Panorama

Deutsche sind ein Sonderfall"Work-Life-Balance" klappt nicht

24.05.2012, 10:33 Uhr
treppenhaus
Treppenhaus in Hannover. (Foto: picture alliance / dpa)

Die Deutschen kriegen den Kopf nicht frei. Ihr beruflicher Alltag ist meist auch bestimmend für ihr Privatleben. Eine Balance zwischen beiden Polen ist laut einer Studie nicht möglich. Daraus resultiert auch, dass ein großer Teil der Deutschen mit seiner Freizeit unzufrieden ist.

Bei deutschen Angestellten klappt die Balance zwischen Beruf und Privatleben einer Studie zufolge nicht so gut wie bei ihren Kollegen in vielen anderen Ländern. Die Ergebnisse für Deutschland liegen weit unter dem internationalen Durchschnitt, ergab eine Befragung des Bürodienstleisters Regus. Demnach sind beim Gleichgewicht zwischen Berufsleben und Freizeit Länder wie Mexiko, Brasilien und China Spitze. Deutschland landet abgeschlagen auf Platz 15.

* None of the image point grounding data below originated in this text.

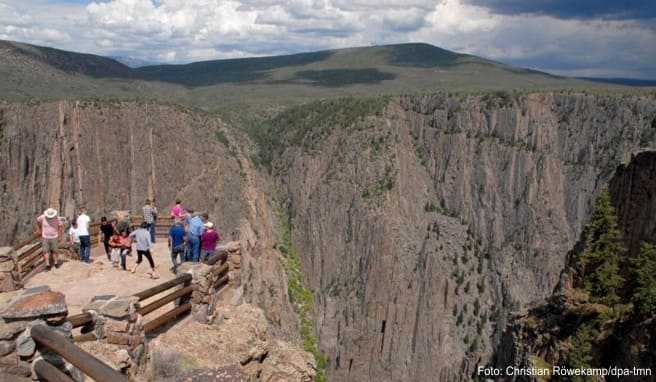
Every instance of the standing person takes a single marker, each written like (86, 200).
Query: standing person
(50, 227)
(83, 231)
(120, 244)
(74, 237)
(155, 216)
(141, 237)
(208, 241)
(149, 215)
(177, 238)
(195, 230)
(177, 212)
(107, 230)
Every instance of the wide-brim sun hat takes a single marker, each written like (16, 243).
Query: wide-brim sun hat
(50, 213)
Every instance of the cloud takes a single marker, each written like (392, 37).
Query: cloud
(565, 37)
(574, 9)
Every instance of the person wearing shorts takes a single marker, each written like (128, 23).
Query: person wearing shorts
(143, 243)
(177, 239)
(50, 226)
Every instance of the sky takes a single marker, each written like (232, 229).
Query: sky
(590, 38)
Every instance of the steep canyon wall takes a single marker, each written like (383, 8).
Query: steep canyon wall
(419, 229)
(422, 228)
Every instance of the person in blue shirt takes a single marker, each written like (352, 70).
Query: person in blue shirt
(195, 226)
(177, 238)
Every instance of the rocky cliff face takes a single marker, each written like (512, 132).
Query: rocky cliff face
(423, 227)
(547, 333)
(419, 229)
(111, 156)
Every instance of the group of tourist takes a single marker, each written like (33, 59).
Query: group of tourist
(192, 237)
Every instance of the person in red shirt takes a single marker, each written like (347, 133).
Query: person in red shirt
(208, 241)
(121, 245)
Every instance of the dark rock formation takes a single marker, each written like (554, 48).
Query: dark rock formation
(419, 230)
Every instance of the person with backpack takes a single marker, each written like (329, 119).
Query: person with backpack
(177, 240)
(150, 216)
(208, 241)
(107, 230)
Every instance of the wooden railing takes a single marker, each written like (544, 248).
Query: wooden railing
(30, 261)
(182, 295)
(87, 363)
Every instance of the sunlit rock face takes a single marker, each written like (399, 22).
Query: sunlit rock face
(419, 229)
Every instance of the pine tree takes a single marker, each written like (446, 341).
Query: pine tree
(644, 271)
(600, 261)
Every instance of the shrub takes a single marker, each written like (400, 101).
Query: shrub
(644, 271)
(600, 261)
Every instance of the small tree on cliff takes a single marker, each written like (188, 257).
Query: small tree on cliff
(644, 271)
(600, 261)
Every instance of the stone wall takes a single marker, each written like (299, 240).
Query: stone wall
(116, 321)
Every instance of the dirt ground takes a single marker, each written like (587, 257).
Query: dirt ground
(80, 282)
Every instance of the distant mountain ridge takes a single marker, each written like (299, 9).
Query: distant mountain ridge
(133, 62)
(39, 72)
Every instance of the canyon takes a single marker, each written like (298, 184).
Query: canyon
(421, 222)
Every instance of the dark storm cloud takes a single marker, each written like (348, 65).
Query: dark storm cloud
(574, 9)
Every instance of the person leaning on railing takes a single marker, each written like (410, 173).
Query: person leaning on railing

Entsprechend niedrig ist hierzulande im internationalen Vergleich auch der Anteil der Menschen, die mit ihrer Freizeit zufrieden sind. Während in Deutschland nicht einmal die Hälfte der Befragten das Gefühl hat, ausreichend Zeit für sich selbst und die Familie zu haben, sind es in den Niederlanden zwei von drei Angestellten.

Dennoch hat sich in den vergangenen beiden Jahren auch in Deutschland der Studie zufolge einiges getan: Die Zufriedenheit der Angestellten mit ihrer Situation stieg im Vergleich zu 2010 deutlich. Die regionalen Unterschiede sind aber groß: In Bayern und Hamburg sind die Menschen mit der "Work-Life-Balance" deutlich glücklicher als zum Beispiel in Baden-Württemberg.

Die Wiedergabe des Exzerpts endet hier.